Table of Contents
Introduction:
Intelligent Data Discovery: I’m less concerned about the potential AI doomsday scenarios some experts warn of and more worried about safeguarding user privacy in AI services like ChatGPT and its competitors. The thought of tech giants or third parties potentially misusing large language models (LLMs) to collect more user data is disconcerting.
This is why I’m opposed to the inclusion of chatbots on platforms like Facebook Messenger and WhatsApp, and I’ve observed Google not adequately addressing user privacy during its Artificial Intelligence-centric Pixel 8 event.
My concerns appear to be valid. The issue isn’t that tech giants are exploiting LLMs to gather personal information for ad-based revenue. Rather, ChatGPT and similar models possess even greater capabilities than previously believed. A study has revealed that LLMs can deduce user data even when users don’t explicitly share that information.
Also read, "How VR Technology works: 8 Strategies for Phenomenal Growth."
Intelligent Data Discovery:
What’s even more troubling is the potential for malicious actors to exploit chatbots to unearth these secrets. With just seemingly innocuous text samples from a user, one could potentially discern their location, occupation, or even their race. Considering how early artificial intelligence technology still is, this study emphasizes the need for stronger privacy protections in services like ChatGPT.
It’s worth noting that ChatGPT initially lacked and still lacks robust privacy protections for users. It took OpenAI several months to implement features allowing ChatGPT users to prevent their interactions with the chatbot from being used for training purposes.
Jumping to early October, researchers from ETH Zurich published a study highlighting the privacy risks posed now that ChatGPT and similar products are widely accessible.

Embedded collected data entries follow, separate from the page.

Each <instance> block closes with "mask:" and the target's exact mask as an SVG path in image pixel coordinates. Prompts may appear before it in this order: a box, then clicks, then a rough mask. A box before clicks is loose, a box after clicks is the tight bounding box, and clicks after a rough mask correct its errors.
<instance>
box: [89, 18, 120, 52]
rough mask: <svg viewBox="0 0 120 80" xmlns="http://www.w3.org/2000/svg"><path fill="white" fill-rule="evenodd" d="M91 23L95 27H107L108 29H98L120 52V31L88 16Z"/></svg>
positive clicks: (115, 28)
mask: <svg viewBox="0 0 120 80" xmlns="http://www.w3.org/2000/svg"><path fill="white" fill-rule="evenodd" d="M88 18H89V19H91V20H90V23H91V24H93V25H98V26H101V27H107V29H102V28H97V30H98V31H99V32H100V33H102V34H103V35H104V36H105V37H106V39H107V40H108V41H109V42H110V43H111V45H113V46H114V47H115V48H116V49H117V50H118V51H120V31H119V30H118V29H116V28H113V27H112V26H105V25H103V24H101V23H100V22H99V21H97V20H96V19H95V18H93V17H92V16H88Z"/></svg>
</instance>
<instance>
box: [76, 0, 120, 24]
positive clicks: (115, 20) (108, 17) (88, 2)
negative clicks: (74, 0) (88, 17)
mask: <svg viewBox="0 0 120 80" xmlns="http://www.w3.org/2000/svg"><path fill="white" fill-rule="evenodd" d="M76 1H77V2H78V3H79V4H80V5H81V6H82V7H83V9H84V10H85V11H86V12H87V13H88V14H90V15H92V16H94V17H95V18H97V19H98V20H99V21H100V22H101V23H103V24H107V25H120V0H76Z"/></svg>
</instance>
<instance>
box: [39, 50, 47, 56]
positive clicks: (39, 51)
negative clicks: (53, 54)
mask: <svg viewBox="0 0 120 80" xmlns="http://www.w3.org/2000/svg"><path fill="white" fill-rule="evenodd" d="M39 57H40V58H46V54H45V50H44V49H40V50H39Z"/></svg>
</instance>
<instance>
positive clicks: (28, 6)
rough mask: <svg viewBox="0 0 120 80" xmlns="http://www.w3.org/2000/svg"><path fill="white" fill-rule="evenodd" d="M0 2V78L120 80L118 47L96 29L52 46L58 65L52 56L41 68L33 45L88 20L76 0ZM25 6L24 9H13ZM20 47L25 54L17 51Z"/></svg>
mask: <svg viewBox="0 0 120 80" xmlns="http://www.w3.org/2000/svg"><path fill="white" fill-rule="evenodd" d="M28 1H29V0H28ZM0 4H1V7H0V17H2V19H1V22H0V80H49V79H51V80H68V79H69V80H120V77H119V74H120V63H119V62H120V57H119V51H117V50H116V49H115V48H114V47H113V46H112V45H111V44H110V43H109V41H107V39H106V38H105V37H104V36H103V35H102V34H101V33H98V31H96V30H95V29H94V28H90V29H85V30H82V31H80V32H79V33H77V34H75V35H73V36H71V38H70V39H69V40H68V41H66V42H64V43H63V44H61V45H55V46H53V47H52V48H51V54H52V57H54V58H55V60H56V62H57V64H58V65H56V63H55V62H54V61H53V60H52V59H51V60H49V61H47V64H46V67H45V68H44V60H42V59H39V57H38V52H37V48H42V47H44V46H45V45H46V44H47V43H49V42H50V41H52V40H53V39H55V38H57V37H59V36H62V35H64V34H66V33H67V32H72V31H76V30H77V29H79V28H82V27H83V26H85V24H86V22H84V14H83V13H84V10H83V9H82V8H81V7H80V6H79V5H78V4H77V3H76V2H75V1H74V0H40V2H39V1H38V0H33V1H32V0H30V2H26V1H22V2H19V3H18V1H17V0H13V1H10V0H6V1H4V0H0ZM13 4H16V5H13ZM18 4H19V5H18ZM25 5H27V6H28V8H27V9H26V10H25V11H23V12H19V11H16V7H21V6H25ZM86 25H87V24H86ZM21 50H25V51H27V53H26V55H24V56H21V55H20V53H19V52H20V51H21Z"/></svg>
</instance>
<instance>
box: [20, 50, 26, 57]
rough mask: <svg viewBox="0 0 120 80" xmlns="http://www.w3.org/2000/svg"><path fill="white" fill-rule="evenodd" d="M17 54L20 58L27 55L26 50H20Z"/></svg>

They demonstrated that even seemingly innocuous comments online, devoid of personal information, can be used to infer a user’s location when processed by OpenAI’s GPT-4, the most advanced ChatGPT engine.
The study used information snippets from over 500 Reddit profiles, and GPT-4 correctly inferred private details with an accuracy between 85% and 95%. For instance, an LLM could deduce a user’s race with high confidence based on a mention of living near a restaurant in New York City, using population statistics for that area.
Tech giants are already developing personal AI features, such as Fitbit apps that analyze users’ training performance using personal data points. However, the study’s findings are based on much simpler data sets, including personal data that users wouldn’t explicitly share with AI, like health information.
The concerns go beyond tech giants using LLMs to boost ad revenue. Malicious actors could employ publicly available LLM models to potentially uncover details about a target’s race or location. They might manipulate conversations to make targets inadvertently reveal personal information. Repressive regimes could also utilize LLMs to target dissidents.
The study’s authors emphasize the need for a broader discussion on LLM privacy implications and more comprehensive privacy protections in place. They have engaged in active discussions with companies, including OpenAI, Google, Meta, and Anthropic, whose LLMs they used in their research.
Conclusion:
As a supporter of AI services like ChatGPT, I hope to see more substantial discussions about user privacy and the implementation of built-in safeguards in ChatGPT and similar platforms to prevent the misuse of personal data.